Previous studies from our group employing laboratory cultures of cyanobacteria isolated from Portuguese waters demonstrated the biological activity of strains from estuarine environments  as well as that of cultured picoplanktonic marine strains . The present data is, unfortunately, not directly comparable to these studies as the concentrations used in the afore-mentioned reports were considerably higher (mg mL−1 range). The current report constitutes, to our knowledge, the first study to evaluate the bioactivity of extracts from filamentous cyanobacteria from the Portuguese coast. In fact, there are still only a few published studies with the aim of exploring the potential of cultured marine cyanobacteria from Europe for new biologically active natural products (e.g., [37,38]). It is thus plausible that considerable chemical diversity remains to be discovered from these organisms, in particular from those that do not reach high densities in their natural habitats and thus require significant culture effort in order to explore for their bioactive constituents. The marine strains used in this study fall in this latter category because the Portuguese coast is exposed to high wave energy  and high tidal amplitudes , conditions which do not allow for the development of mat- or tuft-forming cyanobacteria. The high bioprospecting potential of these strains is evidenced by the LC-MS analyses performed in which several components of selected fractions had no counterpart in the MarinLit database. In this regard, cyanobacterial culturing efforts assume great relevance, even as culture-independent secondary metabolite discovery efforts become more widely envisioned .

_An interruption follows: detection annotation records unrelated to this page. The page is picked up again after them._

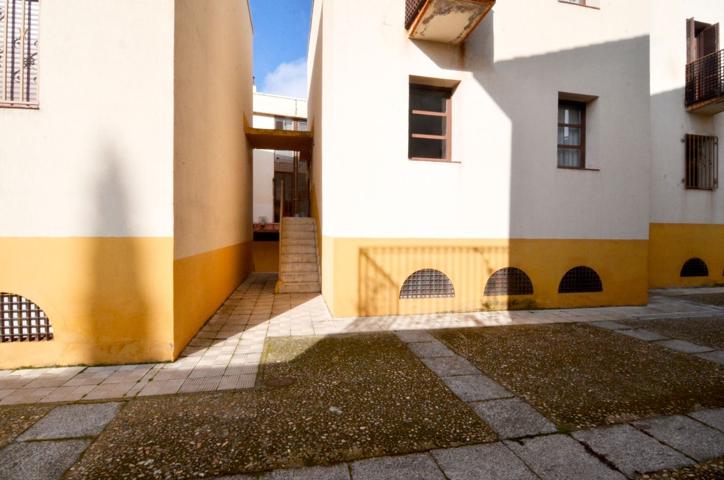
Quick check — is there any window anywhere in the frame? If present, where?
[558,267,603,293]
[484,267,533,296]
[684,134,719,190]
[408,84,452,161]
[679,257,709,277]
[0,292,53,343]
[400,268,455,298]
[0,0,40,107]
[558,100,586,168]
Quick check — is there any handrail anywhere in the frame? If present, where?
[685,50,724,107]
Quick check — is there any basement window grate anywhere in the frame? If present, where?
[485,267,533,296]
[400,268,455,298]
[681,257,709,277]
[0,293,53,343]
[558,267,603,293]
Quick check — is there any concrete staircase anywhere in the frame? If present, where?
[277,217,322,293]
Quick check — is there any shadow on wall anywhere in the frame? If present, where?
[84,144,153,364]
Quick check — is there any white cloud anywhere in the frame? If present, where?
[260,58,307,98]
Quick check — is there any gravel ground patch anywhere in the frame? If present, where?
[0,405,53,448]
[636,457,724,480]
[435,324,724,431]
[679,293,724,307]
[619,316,724,349]
[67,334,496,479]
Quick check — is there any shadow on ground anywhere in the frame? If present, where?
[67,334,496,479]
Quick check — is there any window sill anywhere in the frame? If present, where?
[558,165,601,172]
[408,157,462,163]
[558,0,601,10]
[0,102,40,110]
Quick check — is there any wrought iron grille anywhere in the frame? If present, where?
[685,50,724,107]
[684,134,719,190]
[484,267,533,296]
[400,268,455,298]
[0,0,40,107]
[405,0,427,30]
[681,257,709,277]
[558,267,603,293]
[0,293,53,342]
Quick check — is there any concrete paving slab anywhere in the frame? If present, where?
[689,408,724,432]
[0,440,90,480]
[351,454,445,480]
[420,355,480,377]
[696,350,724,365]
[395,330,435,343]
[656,340,714,353]
[505,435,626,480]
[589,320,631,330]
[633,415,724,462]
[618,328,669,342]
[261,464,350,480]
[18,403,121,442]
[572,425,694,477]
[432,443,538,480]
[471,398,556,438]
[442,375,513,402]
[407,342,455,358]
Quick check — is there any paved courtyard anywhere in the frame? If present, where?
[0,274,724,405]
[0,275,724,480]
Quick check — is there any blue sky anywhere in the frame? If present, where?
[249,0,312,97]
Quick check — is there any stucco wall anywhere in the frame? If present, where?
[173,0,253,353]
[0,0,174,368]
[651,0,724,224]
[312,0,650,239]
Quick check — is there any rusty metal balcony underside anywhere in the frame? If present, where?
[405,0,495,45]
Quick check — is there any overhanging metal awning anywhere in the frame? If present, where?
[244,125,314,151]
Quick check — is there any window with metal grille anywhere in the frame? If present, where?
[558,267,603,293]
[684,134,719,190]
[485,267,533,296]
[408,84,452,161]
[400,268,455,298]
[0,0,40,107]
[0,293,53,342]
[681,257,709,277]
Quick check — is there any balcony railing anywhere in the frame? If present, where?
[405,0,425,30]
[686,50,724,113]
[405,0,495,45]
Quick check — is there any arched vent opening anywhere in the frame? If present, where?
[681,257,709,277]
[558,267,603,293]
[0,292,53,343]
[485,267,533,296]
[400,268,455,298]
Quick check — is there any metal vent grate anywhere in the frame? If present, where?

This screening approach allowed the identification of several cyanobacterial strains as particularly promising for subsequent chemical exploration. In the case of Romeria sp. LEGE 06013, the inhibitory activities observed in the screening assay towards photosynthetic and non-photosynthetic eukaryotes as well as a cyanobacterium are of particular interest. These activities were, however, difficult to follow after a new extraction of Romeria sp. LEGE 06103 biomass after large-scale culturing. One explanation for this lies in the fact that culture conditions were not completely identical (vessel size, time) which may have yielded Romeria sp. cells in different physiological states and, thus, different bioactivities (see, for example ). The number of fractions obtained from the two crude extracts (three in the small-scale and nine in the large-scale approach) can also lead to such differences, for example due to the potential disruption of synergisms. These factors should be taken into account when considering a similar strategy for natural product screening and isolation. Nevertheless, we believe our strategy is particularly valuable as a means of selecting strains for downstream work. The observed effects of the purified fraction (H6) from Romeria sp. LEGE 06013, on S. nidulans LEGE 07171 cells could have been caused by the high concentration of glycolipids, which are membrane constituents in cyanobacteria and are known to cause similar effects in cyanobacteria . Another possibility is that some of the minor constituents of the purified fraction are responsible for the observed effects. Nevertheless, purification of these latter minor compounds will constitute further work and should be of interest, as their masses do not correspond to known marine cyanobacterial metabolites present in the MarinLit database, and because this genus has, to our knowledge, never been studied in terms of secondary metabolite production.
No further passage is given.